Wednesday 10 April 2019

The A-Z Blog Challenge, Letter I

Letter I of My Favourite Books by title
Two authors - same genre
The first is Imajica by British author Clive Barker. Here's the blurb:

The Imajica - five Dominions, four reconciled. The fifth is Earth, cut off, living ignorant on the edge of a sea of possibilities, mystery and magic. Only a few know of the Imajica, and of the approaching moment when the Earth will be reunited with the other Dimensions. And they are both terrified and in awe of the prospect.

Racing to capture that moment are Gentle, a master forger; Judith, a beautiful independent woman; and Pie'oh'Pah, an assassin who deals love and death. Together they must embark on the greatest journey of all - through each of the five Dominions to the ultimate mystery - the First Dominion - where, in the City of the Unbeheld, their highest hopes, or deepest fears, will be realised.

How to describe Clive Barker books? It's always tricky. He is very much a horror writer, but it is also fantasy, but such extreme fantasy I usually say he writes about 'the fantastic', it's so beyond what is normally perceived as fantasy. He thus falls into exactly what I like in a book, horror and something beyond fantasy. He completes that for me.

There are actually a couple of his books I have yet to read, but I do own them - I have this idea that in just having them means they will magically soak into my brain and the story would be there! LOL Sadly this is not the case.

Imajica is one of two novels set in a 'dominion' which is like another dimension. Barker has created a whole other world, and people, and way of viewing our world. It is completely immersive (a common theme for me it seems). There is something about his way of creating worlds and stories that gives you the sense that it is not just fiction, that there might be a grain of truth in it - fed by such things as the rumours that Clive Barker says he's been to Midian (a place in his book The Cabal - later to become the film Nightbreed), that it exists as a place.

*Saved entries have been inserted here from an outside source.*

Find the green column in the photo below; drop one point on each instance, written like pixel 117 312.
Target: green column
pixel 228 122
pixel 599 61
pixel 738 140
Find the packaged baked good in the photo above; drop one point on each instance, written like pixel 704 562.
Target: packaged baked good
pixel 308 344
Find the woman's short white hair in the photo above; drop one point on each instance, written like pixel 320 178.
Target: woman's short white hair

True or not, Barker is the master of weaving tales of intricate design, with something dark and light combined. He uses brutal, harsh words when writing the darker sides, which gives it a bluntness and shock value that other horror writers don't match. His writing is not for the light-hearted - especially such books as Hellbound Heart (later to become the film Hellraiser), but if you aren't afraid to be afraid and you can handle it, Clive Barker literally offers other worlds. And Imajica is exactly that.

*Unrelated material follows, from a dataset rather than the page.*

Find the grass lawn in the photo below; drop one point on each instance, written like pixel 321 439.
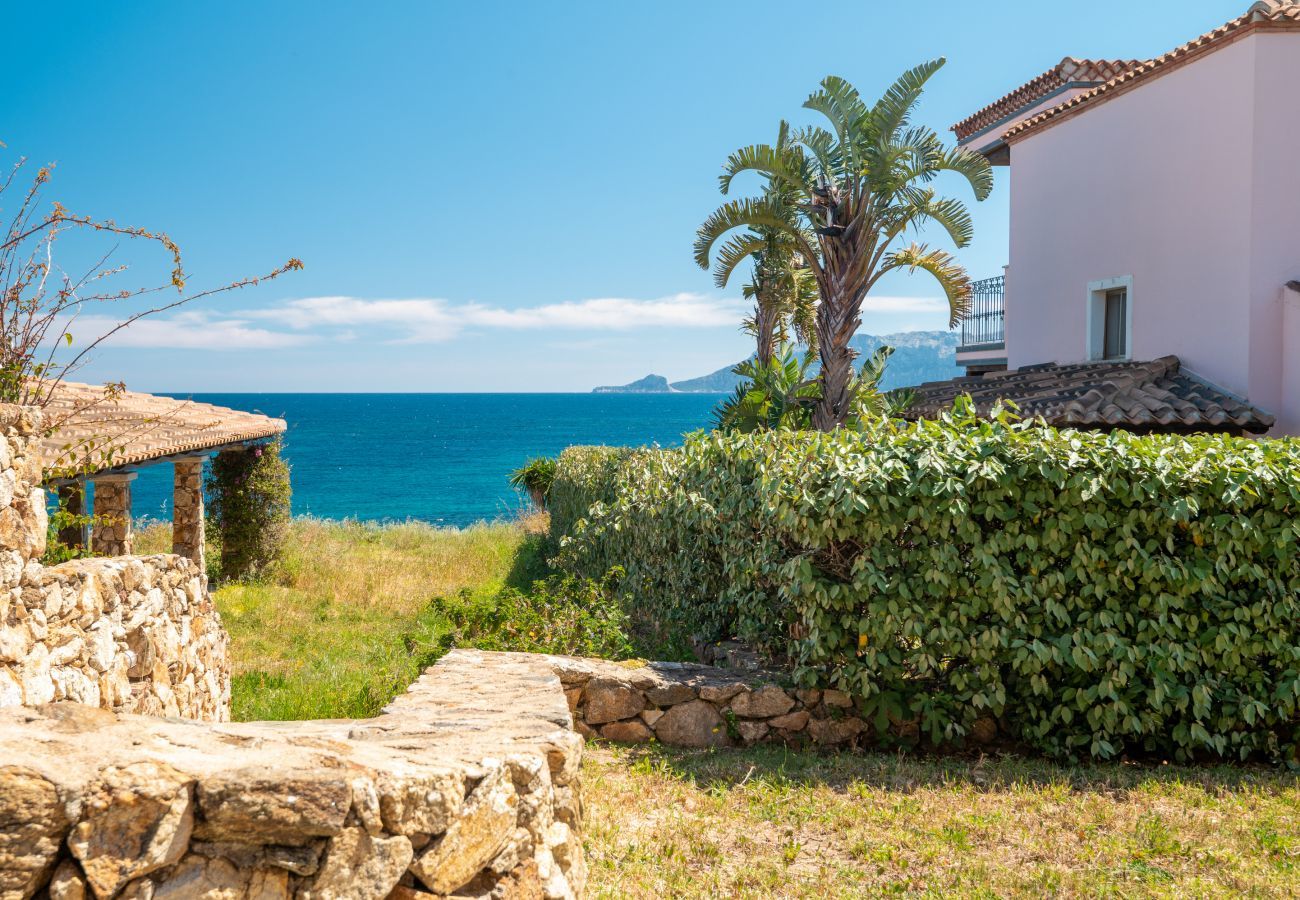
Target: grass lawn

The second book is Insomnia, by Stephen King. Here's the blurb: 

You'll lose a lot of sleep.

Ralph does. At first he starts waking up earlier. And earlier. Then the hallucinations start - the colours, shapes and strange auras. Not to mention the bald doctors who always turn up at the scene of death.

That’s when Ralph begins to lose a lot more than sleep. When he begins to understand why his hitherto mild-mannered friend, Ed, is getting out of control - dangerously so. And why his home town is about to become the new Armageddon.

An evil of unimaginable proportions has found a way in and Ralph has only one chance to beat it. The stakes are high - they always are when you’re playing for human souls. With a Joker in the pack … a bald one with a rusty scalpel.

Yes, another Stephen King book - they just keep coming, don't they? I know, but at least I'm consistent! 😉

This one stands out because now only does it talk about seeing auras - which I found fascinating - but it talks about these two little men called 'The Random and The Purpose', who run about killing off people! 

The main character, an elderly man, starts to see people's auras, and that they have these little sort of strings above their heads, which denote their life expectancy (which of course only he can see). Some are really short and so this little guy comes up and sort of cuts them to end their lives, (sort of like a grim reaper) but then there is another little guy that runs about cutting off people's strings that aren't due to die - like when a child gets hit by a car. I always imagined this little manic dwarf running about doing it! The story unfolds around this. 

It's a standard quirky Stephen King novel which I like the most from his collection. He dabbles in areas that others don't, playing with ideas and running with them.

Did you know that Stephen King didn't get published until he had written his seventh novel? That was Carrie. When he took the call from his agent, his agent told him to sit down, he didn't, so when he heard they were offering an advance of $400,000+ he slid down the wall onto the floor. At that time he was working two jobs, as was his wife, and they were trying to make ends meet.

Sadly gone are the days of these types of advances for debut authors. You have to be a celebrity or already established to get anything close.